A 'value-added tax' isn't so hot, one analyst says

Charles E. McLure Jr. an economist who has been studying the "value-added tax" -- now a hot idea in Congress -- since the mid-1960s, concludes: "The more I look at it, the more I am not convinced of it. This 'many splendored' tax has a lot of problems. It comes out a loser in the horse race with any other tax I can think of."

The objections to the value-added tax (VAT) by Mr. McLure, who is vice-president of the National Bureau of Economic Research, and other critics has prompted Rep. Al Ullman (D) of Oregon, chairman of the tax-writing House Ways and Means Committee, to consider some important changes in his proposal for a 10 percent VAT.

The VAT is basically a sales tax, but one not collected in a simple way. Under it, if a farmer sells $80 worth of lettuce to a wholesaler, he would pay $ 8 of tax. When the wholesaler sells this lettuce to the retailer for $100, he is liable to a tax of $10, but gets a credit for the $8 in tax paid by the farmer. So he pays only $2 -- the amount of "value added." When the retailer sells the lettuce for $120, he is liable to a tax of $12 but pays only $2 on the value added.

For many years now VAT has been a major source of government revenue in the European Community. Every so often it has roused some interest in the United States as a possible way to stimulate exports or encourage savings and investment rather than consumption. But the ideas have not gone far in Congress.

Today, however, the VAT has an important champion in Mr. Ullman. In October, he proposed a VAT as part of a sweeping new plan to revamp the basic US tax system. He wanted to use the $130 billion in new revenues from a VAT to trim the federal income tax and the social security tax by about $50 billion each.

Now, according to a report from Washington, he is reworking his plan to ease some of the objections. Mr. McLure looks at the merits and demerits of the VAT under six topics:

1. Effects on capital formation. Both the corporate and personal income taxes penalize savings and encourage consumption. The person who saves and invests pays taxes on the interest or dividends earned. The individual who buys goods is subject to no taxation or low taxation on them, but would face a greater tax bill under VAT. However, replacing part of the social security payroll tax with VAT revenues would not do much to stimulate capital formation, Mr. McLure says. He and Mr. Ullman would agree the nation needs more investment in modern plant and equipment to improve productivity and thereby the US standard of living and international competitiveness.

2. Tax neutrality. Any value-added tax that is likely to be adopted will probably be substantially less neutral (a neutral tax does not favor any one economic activity over another) than its advocates like to believe, Mr. McLure says. In fact, it might be less neutral than the social security tax, if not the personal income tax.But it would be more neutral than the corporate income tax and in this case would result in a net improvement in the allocation of the nation's scarce resources.

In testimony to Congress Nov. 15, Mr. McLure said he assumed the VAT would have to exempt food, housing, and such important services as medical care, legal expenses, public transportation, and so forth. Congressman Ullman's revisions do exempt food, shelter, medical care, and government services entirely.

3. Distribution of tax burdens. If the VAT were imposed at a uniform rate on all consumption, it would be regressive -- hitting low-income taxpayers harder than those with high incomes. That's because spending on goods and services takes a lower fraction of personal income as income rises. The social security tax is also regressive. But the personal income tax is progressive -- hitting the well- to-do harder than those in lower income brackets.
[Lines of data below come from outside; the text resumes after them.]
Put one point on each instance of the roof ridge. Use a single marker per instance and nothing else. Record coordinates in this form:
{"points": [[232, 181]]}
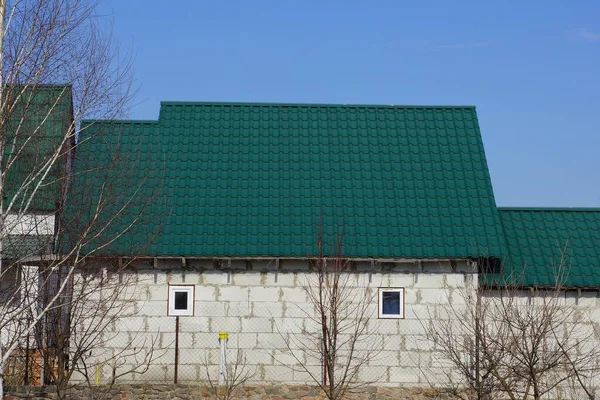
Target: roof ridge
{"points": [[119, 121], [559, 209], [311, 105]]}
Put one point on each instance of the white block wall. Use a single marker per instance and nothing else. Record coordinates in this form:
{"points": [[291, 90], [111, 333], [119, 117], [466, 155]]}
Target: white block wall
{"points": [[264, 310]]}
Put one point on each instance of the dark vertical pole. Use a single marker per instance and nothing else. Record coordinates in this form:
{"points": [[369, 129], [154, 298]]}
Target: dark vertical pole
{"points": [[26, 378], [176, 349]]}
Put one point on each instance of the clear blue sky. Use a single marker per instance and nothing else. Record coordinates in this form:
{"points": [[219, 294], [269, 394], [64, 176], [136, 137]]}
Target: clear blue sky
{"points": [[532, 68]]}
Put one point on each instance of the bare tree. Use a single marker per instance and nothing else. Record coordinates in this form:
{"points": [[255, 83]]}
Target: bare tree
{"points": [[510, 341], [236, 373], [336, 338], [58, 66]]}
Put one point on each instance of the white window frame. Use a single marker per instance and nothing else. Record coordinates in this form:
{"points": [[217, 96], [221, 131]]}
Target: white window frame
{"points": [[402, 303], [189, 311]]}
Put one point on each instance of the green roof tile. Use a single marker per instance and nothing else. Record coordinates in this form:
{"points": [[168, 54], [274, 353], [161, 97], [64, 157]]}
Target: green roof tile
{"points": [[538, 239], [244, 179], [35, 129]]}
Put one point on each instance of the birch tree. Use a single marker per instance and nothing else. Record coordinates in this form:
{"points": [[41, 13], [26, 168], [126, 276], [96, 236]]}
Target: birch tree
{"points": [[58, 65], [514, 342]]}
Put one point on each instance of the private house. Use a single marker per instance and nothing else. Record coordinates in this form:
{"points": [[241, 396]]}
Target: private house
{"points": [[224, 204]]}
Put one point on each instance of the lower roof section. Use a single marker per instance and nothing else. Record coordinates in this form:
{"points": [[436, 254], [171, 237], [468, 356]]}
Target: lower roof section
{"points": [[549, 246]]}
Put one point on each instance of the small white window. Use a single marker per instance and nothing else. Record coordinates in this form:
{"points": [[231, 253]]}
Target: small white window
{"points": [[391, 302], [181, 300]]}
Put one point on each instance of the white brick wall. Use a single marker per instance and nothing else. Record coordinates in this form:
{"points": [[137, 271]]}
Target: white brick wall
{"points": [[266, 311]]}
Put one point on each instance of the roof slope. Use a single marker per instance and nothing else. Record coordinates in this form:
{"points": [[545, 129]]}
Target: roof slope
{"points": [[36, 129], [245, 179], [542, 242]]}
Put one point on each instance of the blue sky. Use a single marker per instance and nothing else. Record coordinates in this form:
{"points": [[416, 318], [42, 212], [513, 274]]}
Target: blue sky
{"points": [[530, 67]]}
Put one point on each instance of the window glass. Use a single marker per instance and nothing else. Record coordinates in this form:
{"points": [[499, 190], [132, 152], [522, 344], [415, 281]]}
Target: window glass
{"points": [[391, 303], [181, 300]]}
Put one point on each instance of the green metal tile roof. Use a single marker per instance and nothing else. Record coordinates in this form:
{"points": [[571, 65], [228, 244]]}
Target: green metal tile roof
{"points": [[17, 247], [538, 239], [244, 179], [35, 131]]}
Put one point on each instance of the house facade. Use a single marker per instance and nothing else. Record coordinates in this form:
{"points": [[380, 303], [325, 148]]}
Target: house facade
{"points": [[223, 209]]}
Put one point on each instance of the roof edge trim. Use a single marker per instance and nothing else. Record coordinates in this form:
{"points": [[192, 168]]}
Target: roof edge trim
{"points": [[310, 105]]}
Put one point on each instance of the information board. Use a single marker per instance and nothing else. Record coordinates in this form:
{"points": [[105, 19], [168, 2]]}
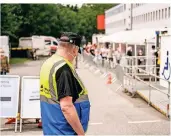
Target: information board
{"points": [[9, 95], [30, 97]]}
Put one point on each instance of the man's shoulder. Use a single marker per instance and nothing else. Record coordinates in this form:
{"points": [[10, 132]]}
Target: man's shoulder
{"points": [[64, 69]]}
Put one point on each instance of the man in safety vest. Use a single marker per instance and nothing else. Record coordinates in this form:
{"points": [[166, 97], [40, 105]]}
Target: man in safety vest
{"points": [[65, 106]]}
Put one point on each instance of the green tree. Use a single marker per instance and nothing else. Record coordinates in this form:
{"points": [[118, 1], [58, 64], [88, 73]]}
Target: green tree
{"points": [[21, 20]]}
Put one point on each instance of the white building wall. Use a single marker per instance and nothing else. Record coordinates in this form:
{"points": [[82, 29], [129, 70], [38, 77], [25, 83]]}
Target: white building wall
{"points": [[151, 16], [137, 16], [115, 19]]}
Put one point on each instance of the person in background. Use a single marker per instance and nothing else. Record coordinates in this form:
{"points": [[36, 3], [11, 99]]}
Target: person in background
{"points": [[153, 58], [129, 54], [158, 62], [140, 59], [118, 55], [92, 49], [110, 55], [104, 53], [4, 63]]}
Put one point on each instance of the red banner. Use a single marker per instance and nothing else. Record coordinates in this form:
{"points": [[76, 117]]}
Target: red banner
{"points": [[100, 22]]}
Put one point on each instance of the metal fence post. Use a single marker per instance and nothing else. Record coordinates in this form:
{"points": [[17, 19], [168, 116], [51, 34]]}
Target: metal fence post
{"points": [[149, 90], [168, 105]]}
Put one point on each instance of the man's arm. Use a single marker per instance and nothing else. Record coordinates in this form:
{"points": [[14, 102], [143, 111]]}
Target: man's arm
{"points": [[71, 115], [66, 97]]}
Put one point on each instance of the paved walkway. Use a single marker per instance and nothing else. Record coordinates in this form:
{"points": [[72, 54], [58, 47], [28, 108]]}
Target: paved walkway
{"points": [[158, 99]]}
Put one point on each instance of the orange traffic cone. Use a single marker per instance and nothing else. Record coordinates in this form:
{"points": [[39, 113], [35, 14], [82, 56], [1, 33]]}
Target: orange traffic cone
{"points": [[109, 79], [12, 120]]}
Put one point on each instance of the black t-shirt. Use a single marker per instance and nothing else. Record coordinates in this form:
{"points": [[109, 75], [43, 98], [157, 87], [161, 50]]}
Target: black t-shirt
{"points": [[67, 84]]}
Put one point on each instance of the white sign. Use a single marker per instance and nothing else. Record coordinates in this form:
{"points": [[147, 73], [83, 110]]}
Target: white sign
{"points": [[9, 95], [30, 97], [165, 66]]}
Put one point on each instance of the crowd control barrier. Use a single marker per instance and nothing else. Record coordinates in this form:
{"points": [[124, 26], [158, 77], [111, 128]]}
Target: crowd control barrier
{"points": [[9, 97], [30, 99], [129, 73]]}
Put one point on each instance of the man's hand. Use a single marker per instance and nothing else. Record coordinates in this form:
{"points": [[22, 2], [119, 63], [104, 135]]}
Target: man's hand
{"points": [[71, 115]]}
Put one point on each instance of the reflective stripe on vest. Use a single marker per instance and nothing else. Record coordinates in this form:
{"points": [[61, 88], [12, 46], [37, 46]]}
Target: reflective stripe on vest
{"points": [[48, 88]]}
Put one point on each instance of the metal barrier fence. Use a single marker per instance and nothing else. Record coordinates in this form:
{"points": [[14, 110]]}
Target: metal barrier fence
{"points": [[128, 73]]}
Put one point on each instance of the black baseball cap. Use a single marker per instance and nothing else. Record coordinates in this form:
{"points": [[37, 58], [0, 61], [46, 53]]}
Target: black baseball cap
{"points": [[72, 38]]}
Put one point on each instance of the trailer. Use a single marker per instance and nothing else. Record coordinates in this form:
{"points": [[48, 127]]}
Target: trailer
{"points": [[35, 46]]}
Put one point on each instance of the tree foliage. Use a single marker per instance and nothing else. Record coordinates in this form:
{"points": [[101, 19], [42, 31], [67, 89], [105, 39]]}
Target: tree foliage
{"points": [[21, 20]]}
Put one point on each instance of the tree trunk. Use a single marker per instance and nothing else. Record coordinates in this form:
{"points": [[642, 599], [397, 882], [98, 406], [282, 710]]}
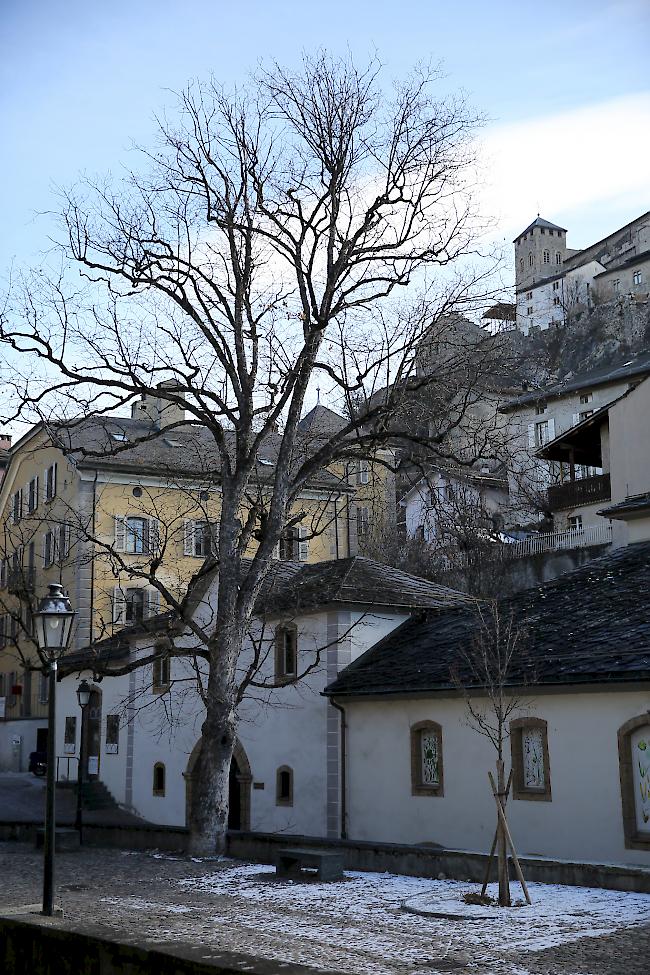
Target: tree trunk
{"points": [[504, 880], [210, 782]]}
Mr. Ullman's proposed exemptions (instead of a reduced rate of 5 percent for these items in the original proposal) would ease the regressive nature of the tax somewhat. They would also lower revenues from $130 billion to about $90 billion, trimming the size of the offsetting tax cuts.
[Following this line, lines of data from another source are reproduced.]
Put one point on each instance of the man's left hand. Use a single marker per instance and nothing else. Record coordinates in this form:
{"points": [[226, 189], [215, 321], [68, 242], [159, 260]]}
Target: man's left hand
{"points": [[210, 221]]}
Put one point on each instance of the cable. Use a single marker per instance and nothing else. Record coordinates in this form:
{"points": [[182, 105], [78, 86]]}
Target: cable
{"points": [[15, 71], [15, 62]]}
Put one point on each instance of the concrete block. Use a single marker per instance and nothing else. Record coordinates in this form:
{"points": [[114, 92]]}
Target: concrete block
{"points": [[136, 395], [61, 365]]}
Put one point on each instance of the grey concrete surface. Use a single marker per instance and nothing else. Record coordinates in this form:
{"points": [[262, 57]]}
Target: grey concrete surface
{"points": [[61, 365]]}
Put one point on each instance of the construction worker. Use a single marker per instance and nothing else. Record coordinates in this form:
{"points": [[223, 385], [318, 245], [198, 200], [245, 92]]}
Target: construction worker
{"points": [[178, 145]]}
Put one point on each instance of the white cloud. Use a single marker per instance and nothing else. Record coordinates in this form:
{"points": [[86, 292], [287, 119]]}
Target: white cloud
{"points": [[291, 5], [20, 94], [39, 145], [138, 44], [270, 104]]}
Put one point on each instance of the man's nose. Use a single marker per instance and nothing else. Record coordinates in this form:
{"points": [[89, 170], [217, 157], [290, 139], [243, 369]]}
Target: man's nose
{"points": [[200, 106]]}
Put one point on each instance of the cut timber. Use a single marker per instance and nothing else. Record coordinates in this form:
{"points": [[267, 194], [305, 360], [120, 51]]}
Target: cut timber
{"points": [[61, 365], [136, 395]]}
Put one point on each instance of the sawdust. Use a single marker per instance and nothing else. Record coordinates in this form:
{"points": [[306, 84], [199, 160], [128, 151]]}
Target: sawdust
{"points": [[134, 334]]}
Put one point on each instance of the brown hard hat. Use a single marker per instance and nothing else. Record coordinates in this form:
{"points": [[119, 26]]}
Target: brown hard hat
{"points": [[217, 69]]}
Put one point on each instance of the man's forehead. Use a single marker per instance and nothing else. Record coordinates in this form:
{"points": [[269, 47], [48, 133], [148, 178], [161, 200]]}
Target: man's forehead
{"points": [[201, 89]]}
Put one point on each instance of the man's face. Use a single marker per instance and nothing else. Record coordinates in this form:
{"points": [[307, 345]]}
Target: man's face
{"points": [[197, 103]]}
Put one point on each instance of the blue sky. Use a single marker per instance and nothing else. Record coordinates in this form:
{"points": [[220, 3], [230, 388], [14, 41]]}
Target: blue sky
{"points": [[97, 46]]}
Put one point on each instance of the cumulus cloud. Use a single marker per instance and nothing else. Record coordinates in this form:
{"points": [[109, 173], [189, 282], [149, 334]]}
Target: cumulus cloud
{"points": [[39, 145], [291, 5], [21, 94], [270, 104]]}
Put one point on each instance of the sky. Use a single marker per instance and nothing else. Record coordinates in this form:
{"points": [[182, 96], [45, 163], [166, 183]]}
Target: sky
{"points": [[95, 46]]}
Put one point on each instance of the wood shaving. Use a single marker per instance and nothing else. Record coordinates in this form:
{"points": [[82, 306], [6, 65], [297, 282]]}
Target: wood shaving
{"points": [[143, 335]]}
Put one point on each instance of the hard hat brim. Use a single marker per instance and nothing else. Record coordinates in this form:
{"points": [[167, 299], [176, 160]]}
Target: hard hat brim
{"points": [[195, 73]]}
4. Price effects. Mr. McLure estimates that a 10 percent VAT would shove up consumer prices 5 percent.

5. International effects. The imposition of VAT would do little to stimulate US exports, Mr. McLure figures. In any event, in a floating-exchange-rate regime, the dollar would soon adjust to cancel out any initial advantages.
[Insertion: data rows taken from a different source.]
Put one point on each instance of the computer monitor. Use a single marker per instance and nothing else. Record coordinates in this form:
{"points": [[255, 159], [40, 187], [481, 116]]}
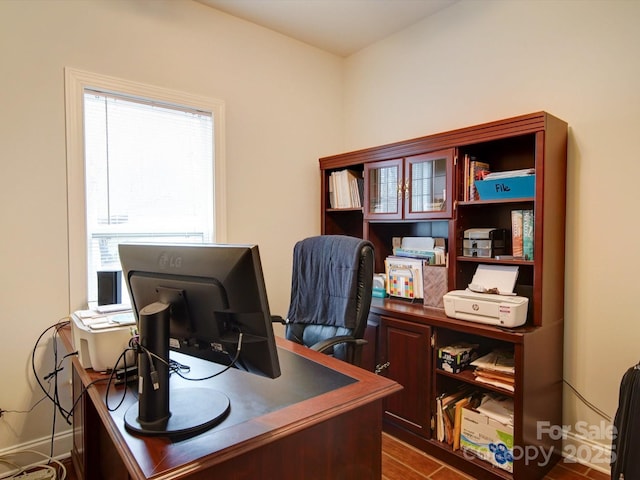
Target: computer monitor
{"points": [[205, 300]]}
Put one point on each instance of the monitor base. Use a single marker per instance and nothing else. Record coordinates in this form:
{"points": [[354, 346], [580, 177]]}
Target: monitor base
{"points": [[192, 411]]}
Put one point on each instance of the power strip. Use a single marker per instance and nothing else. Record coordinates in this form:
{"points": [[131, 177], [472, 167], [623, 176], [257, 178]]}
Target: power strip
{"points": [[37, 475]]}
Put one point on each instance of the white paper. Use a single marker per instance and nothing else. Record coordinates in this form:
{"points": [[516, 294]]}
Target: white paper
{"points": [[502, 277]]}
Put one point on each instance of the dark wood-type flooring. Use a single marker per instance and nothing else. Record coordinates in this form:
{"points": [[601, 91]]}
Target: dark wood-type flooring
{"points": [[404, 462]]}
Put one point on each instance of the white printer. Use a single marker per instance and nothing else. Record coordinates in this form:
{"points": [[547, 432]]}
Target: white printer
{"points": [[101, 338], [501, 307], [504, 311]]}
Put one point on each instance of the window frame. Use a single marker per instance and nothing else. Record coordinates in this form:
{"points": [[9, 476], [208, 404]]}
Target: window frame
{"points": [[76, 81]]}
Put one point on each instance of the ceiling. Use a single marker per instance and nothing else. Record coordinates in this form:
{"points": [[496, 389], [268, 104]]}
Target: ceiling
{"points": [[341, 27]]}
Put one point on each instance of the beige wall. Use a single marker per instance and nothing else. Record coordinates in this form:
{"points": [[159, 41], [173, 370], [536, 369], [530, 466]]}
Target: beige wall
{"points": [[473, 62], [479, 61], [283, 111]]}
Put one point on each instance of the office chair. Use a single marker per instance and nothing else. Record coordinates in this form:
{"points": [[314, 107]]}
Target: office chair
{"points": [[331, 295]]}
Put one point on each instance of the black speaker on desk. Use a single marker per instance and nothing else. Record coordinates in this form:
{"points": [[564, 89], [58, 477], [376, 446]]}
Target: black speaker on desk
{"points": [[109, 287]]}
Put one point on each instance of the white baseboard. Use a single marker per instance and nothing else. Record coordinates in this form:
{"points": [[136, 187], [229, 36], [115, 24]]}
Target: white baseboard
{"points": [[62, 444], [580, 449]]}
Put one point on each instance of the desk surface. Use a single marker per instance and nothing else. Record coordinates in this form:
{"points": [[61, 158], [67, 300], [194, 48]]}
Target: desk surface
{"points": [[312, 389]]}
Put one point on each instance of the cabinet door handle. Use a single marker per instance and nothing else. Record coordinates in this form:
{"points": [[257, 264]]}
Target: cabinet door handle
{"points": [[381, 367]]}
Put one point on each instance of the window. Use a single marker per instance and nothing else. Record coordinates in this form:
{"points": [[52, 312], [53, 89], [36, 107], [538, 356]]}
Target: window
{"points": [[150, 165]]}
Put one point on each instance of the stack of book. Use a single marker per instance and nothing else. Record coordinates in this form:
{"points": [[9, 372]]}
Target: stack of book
{"points": [[473, 170], [522, 233], [346, 189], [496, 368], [449, 414]]}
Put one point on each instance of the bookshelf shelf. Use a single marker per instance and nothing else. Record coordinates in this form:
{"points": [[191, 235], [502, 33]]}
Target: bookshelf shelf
{"points": [[408, 336]]}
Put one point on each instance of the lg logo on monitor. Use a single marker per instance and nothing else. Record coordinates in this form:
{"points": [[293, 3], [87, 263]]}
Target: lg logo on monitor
{"points": [[169, 261]]}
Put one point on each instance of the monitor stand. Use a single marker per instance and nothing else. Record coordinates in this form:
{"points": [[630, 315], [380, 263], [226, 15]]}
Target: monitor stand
{"points": [[191, 411]]}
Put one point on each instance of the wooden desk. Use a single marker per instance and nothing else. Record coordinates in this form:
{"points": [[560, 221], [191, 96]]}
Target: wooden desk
{"points": [[322, 419]]}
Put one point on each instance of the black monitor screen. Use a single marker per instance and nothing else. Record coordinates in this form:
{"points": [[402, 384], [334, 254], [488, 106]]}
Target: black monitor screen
{"points": [[216, 307]]}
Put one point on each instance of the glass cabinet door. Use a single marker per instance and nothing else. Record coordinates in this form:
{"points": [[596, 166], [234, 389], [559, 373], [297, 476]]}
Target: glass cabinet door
{"points": [[383, 189], [428, 184]]}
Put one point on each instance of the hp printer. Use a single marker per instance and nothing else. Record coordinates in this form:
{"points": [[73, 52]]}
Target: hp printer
{"points": [[493, 309], [489, 298]]}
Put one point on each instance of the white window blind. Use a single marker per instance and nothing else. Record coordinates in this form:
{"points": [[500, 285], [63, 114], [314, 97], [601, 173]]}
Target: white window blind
{"points": [[148, 176]]}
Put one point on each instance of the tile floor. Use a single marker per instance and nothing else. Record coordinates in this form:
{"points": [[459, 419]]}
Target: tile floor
{"points": [[404, 462]]}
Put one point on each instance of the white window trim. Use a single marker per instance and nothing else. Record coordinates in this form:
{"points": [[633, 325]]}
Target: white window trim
{"points": [[75, 83]]}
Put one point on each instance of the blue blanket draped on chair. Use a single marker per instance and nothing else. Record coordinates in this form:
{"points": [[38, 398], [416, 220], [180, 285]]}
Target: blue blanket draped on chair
{"points": [[324, 283]]}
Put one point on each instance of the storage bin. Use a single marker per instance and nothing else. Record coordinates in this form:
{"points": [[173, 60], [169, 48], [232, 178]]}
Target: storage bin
{"points": [[505, 188]]}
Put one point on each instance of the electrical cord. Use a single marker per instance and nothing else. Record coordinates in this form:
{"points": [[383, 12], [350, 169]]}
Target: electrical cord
{"points": [[587, 403], [57, 369], [227, 367], [58, 472]]}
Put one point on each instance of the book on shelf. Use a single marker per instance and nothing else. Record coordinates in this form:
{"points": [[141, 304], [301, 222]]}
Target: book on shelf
{"points": [[527, 234], [516, 233], [473, 170], [346, 189], [449, 414], [477, 171], [496, 368]]}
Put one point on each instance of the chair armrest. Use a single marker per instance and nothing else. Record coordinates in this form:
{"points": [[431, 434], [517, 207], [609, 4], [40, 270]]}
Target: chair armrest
{"points": [[278, 319], [330, 342]]}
6. Revenue yield and growth of government. He is concerned that Congress, seeing a new pile of money available from the VAT, would quickly spend it, boosting the government's role in the economy. To counter this fear, Mr. Ullman now proposes to limit government spending to a fixed percentage of the nation's gross national product -- its total output of goods and services. That percentage would indeed be reduced over the years.

Weighing the overall pros and cons, Mr. McLure still comes out thumbs down on the VAT. If the nation did go a sales-tax route, however, he would prefer a simple retail sales tax, because of its administrative ease and the experience of more than 40 states with it. The VAT, he says, "seems a little silly."